En prélude, les chœurs de clarinettes de Haguenau et Bischheim ont fait dialoguer trois écritures majeures du baroque, de Jean-Philippe Rameau à Jean-Baptiste Lully jusqu’à Jean-Sébastien Bach. L’ouverture de Platée déploie ses éclats contrastés, où se devine la destinée singulière de cette nymphe des marais, prise dans une illusion orchestrée par les dieux. Avec Lully, la marche se pare d’une solennité théâtrale, tandis que Bach élève la ligne vers une architecture intérieure dense et rayonnante.
Dans cette traversée, une filiation s’esquisse entre la clarinette et l’orgue : tous deux relèvent d’un même principe, celui du souffle mis en vibration par l’anche.
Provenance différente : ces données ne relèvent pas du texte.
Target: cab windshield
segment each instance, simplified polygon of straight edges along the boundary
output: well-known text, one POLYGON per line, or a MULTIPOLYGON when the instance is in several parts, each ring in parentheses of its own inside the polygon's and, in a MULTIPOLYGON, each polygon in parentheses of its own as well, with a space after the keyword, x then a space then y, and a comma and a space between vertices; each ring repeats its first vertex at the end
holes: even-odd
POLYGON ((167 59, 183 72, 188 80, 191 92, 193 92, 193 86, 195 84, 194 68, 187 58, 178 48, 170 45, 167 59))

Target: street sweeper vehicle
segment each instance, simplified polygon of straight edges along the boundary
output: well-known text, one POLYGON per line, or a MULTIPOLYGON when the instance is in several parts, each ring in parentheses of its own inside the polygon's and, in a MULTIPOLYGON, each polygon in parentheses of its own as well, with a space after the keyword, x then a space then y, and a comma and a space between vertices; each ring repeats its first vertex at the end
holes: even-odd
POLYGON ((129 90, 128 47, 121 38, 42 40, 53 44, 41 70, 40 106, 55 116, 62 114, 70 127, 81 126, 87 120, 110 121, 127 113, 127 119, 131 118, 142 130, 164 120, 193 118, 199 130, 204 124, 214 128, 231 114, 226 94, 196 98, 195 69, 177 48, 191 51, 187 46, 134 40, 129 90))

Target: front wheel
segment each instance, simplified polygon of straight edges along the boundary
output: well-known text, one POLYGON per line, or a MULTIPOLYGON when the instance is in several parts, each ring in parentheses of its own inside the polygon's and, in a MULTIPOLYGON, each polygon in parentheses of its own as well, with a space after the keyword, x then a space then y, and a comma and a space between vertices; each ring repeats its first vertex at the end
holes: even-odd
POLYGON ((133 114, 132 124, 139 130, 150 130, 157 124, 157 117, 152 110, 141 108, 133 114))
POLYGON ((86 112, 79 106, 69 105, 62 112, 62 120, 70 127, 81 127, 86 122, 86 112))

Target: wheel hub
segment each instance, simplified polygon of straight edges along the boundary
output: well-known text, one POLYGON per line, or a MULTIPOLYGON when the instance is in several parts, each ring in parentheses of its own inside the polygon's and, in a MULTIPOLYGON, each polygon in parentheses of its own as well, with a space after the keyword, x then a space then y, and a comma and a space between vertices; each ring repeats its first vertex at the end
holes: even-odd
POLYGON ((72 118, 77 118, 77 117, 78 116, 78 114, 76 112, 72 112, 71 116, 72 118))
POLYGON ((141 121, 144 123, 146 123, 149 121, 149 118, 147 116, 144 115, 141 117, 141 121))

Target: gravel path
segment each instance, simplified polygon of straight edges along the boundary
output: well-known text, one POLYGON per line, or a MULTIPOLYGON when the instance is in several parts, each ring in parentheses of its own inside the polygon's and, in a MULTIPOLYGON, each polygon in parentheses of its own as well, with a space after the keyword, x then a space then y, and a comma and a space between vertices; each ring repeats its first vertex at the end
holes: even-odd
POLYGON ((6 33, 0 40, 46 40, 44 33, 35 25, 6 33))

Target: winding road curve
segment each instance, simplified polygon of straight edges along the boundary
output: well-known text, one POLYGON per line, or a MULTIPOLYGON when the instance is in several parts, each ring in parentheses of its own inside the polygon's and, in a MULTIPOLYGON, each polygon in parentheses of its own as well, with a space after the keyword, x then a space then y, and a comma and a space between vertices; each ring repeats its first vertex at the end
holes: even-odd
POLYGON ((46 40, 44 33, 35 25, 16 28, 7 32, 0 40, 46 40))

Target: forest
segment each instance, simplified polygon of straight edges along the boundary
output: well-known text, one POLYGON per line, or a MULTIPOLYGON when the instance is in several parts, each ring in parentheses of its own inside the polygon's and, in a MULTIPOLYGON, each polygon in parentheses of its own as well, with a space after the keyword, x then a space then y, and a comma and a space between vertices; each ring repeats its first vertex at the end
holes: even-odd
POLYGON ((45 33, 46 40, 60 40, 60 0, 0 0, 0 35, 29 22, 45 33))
Aux tuyaux de l’orgue, ordonnés dans le buffet comme une forêt verticale, répond le corps élancé de la clarinette ; deux manières de sculpter l’air, de lui donner forme et résonance.
Puis vint Athanor, l’opéra pour enfants de Claude-Henri Joubert. Portés par l’élan de Romuald Jallet, les élèves des écoles de musique de Haguenau, Bischheim et Obernai, rejoints par la Pré-Maîtrise Sainte Philomène dirigée par Annette Schäfer, entrent dans ce creuset symbolique. L’athanor, four des alchimistes, devient ici lieu de métamorphose : quête de la pierre philharmonique, traversée initiatique où l’enfant apprend à transformer le monde autant que lui-même.
Né de la rencontre entre Ariane Stoll, Laurent Will et Romuald Jallet, le Printemps de la Clarinette révèle une dynamique rare : celle d’un art transmis comme une flamme, patiemment entretenue, et offerte, le temps d’un concert, à la clarté partagée du public.